Geschichte 5 – Rhabarber-Ärger im Kräuterbeet

Geschichte 5 – Rhabarber-Ärger im Kräuterbeet

Mini-Wurz war früh aufgestanden.
Die Sonne lugte gerade über den Hügel, der Morgentau glitzerte – perfektes Pflanzwetter.
Mit zufriedenem Grunzen zog er seine Schubkarre quer durch den Garten und stoppte vor einem sonnigen Beet.
„Genau richtig für meinen Rhabarber“, murmelte er, griff zur Schaufel und legte los.
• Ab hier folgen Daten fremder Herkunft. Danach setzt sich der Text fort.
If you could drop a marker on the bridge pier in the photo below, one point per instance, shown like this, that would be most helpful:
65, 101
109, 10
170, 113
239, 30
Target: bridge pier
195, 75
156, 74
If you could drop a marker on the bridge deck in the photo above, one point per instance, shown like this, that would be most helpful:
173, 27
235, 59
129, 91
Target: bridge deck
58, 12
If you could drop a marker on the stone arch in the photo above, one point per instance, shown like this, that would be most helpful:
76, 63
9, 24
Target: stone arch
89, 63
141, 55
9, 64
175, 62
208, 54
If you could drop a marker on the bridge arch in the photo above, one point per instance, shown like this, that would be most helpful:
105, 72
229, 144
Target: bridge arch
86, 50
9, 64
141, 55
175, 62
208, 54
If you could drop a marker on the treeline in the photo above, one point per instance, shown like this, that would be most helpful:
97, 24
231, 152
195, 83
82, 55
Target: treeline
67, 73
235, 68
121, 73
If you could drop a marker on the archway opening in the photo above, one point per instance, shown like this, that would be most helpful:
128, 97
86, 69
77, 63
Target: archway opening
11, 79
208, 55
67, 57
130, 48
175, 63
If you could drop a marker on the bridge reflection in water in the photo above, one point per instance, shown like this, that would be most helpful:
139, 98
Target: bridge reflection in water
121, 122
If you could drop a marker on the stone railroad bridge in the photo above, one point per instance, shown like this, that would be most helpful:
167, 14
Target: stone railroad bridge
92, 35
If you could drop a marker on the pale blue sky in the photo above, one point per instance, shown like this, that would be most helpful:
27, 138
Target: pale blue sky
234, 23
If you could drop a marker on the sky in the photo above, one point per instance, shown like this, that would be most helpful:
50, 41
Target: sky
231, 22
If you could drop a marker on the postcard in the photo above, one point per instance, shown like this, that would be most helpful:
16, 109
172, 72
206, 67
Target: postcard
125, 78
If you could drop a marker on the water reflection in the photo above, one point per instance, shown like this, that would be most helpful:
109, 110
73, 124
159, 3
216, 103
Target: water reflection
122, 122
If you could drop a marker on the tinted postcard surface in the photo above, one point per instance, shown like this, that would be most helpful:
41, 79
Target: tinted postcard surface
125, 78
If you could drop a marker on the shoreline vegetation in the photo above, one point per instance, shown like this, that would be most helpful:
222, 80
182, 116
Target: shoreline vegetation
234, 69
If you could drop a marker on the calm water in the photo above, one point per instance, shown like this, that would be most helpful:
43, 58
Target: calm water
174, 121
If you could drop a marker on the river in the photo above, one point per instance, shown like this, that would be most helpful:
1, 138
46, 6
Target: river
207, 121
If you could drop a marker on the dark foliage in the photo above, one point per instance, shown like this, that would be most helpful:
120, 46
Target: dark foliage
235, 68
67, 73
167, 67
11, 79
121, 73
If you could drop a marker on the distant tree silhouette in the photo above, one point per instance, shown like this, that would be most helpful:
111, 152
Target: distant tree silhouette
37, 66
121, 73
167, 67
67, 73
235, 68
Kurz darauf kam Mausi mit Gießkanne und guter Laune – bis sie abrupt stehenblieb.
„Mini-Wurz! Hast du den Verstand verloren? Du hast mitten in mein Kräuterbeet gepflanzt! Die Kräuter werden nicht mehr wachsen, wenn ihnen der Rhabarber so dicht auf die Pelle rückt!“
„Ach was“, brummte Mini-Wurz. „Un-Kräuter wachsen doch auch überall. So schlimm wird’s schon nicht werden.“

„Un-Kräuter?!“ Mausi stemmte die Pfoten in die Hüften. „Das sind Thymian, Lavendel und Basilikum! Die brauchen Sonne und Platz!“
Wütend verschwand sie im Schuppen und kam mit einem Holzschild zurück, welches sie demonstrativ in die Erde steckte. Darauf stand: „Ich liebe Sonne!“

Rosie flatterte heran und betrachtete das Beet. „Mausi hat recht, Mini-Wurz. Mediterrane Kräuter mögen’s warm, sonnig und luftig. Der Rhabarber ist ihnen einfach zu wuchtig.“ „Ach, das bisschen Schatten…“, murmelte Mini-Wurz.
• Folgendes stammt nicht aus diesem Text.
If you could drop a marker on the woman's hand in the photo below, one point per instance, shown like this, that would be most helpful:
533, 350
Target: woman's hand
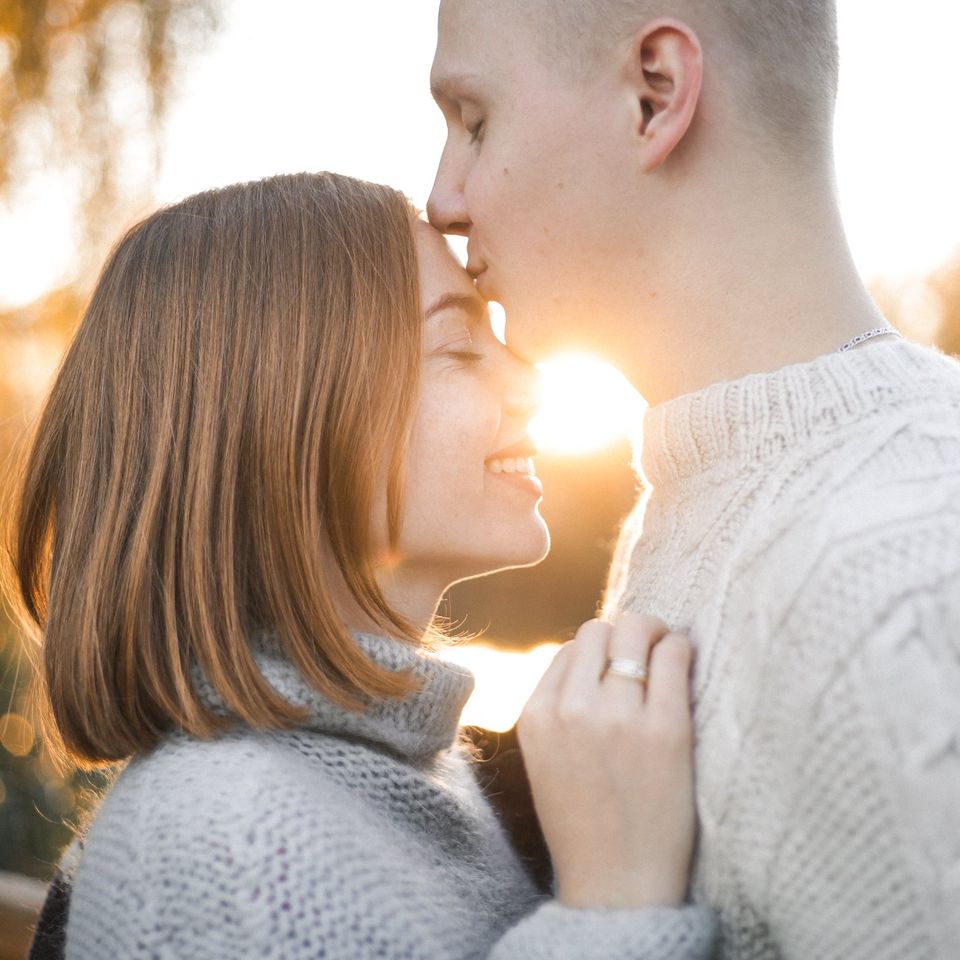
610, 763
In der Nacht konnte Mini-Wurz nicht gut einschlafen. Schon beim Zähneputzen im Pilzhaus hatte das schlechte Gewissen an ihm genagt.
„Vielleicht war das doch keine so gute Idee …“, murmelte er in seinen Bart.

Dann wälzte er sich im Bett hin und her. Und als er endlich einschlief, tauchten sie auf: verkümmertes Basilikum, welke Lavendelstängel, winzige Thymian-Geister, die ihn anklagten: “Du hast uns ins Dunkel verbannt!“ „Warum nur, Mini-Wurz?“

Er schreckte hoch. Schweißgebadet. „Ich muss das wieder gutmachen.“ Noch vor Sonnenaufgang griff er zur Schaufel. „Ich mach das rückgängig, Mausi zuliebe.“ Doch als er in den Garten kam, blieb er stehen. Der Rhabarber stand nun am alten Zaun – weit weg vom Kräuterbeet. Und das war wieder sonnig und frei. Der veränderungsfreudige Garten war ihm zuvorgekommen.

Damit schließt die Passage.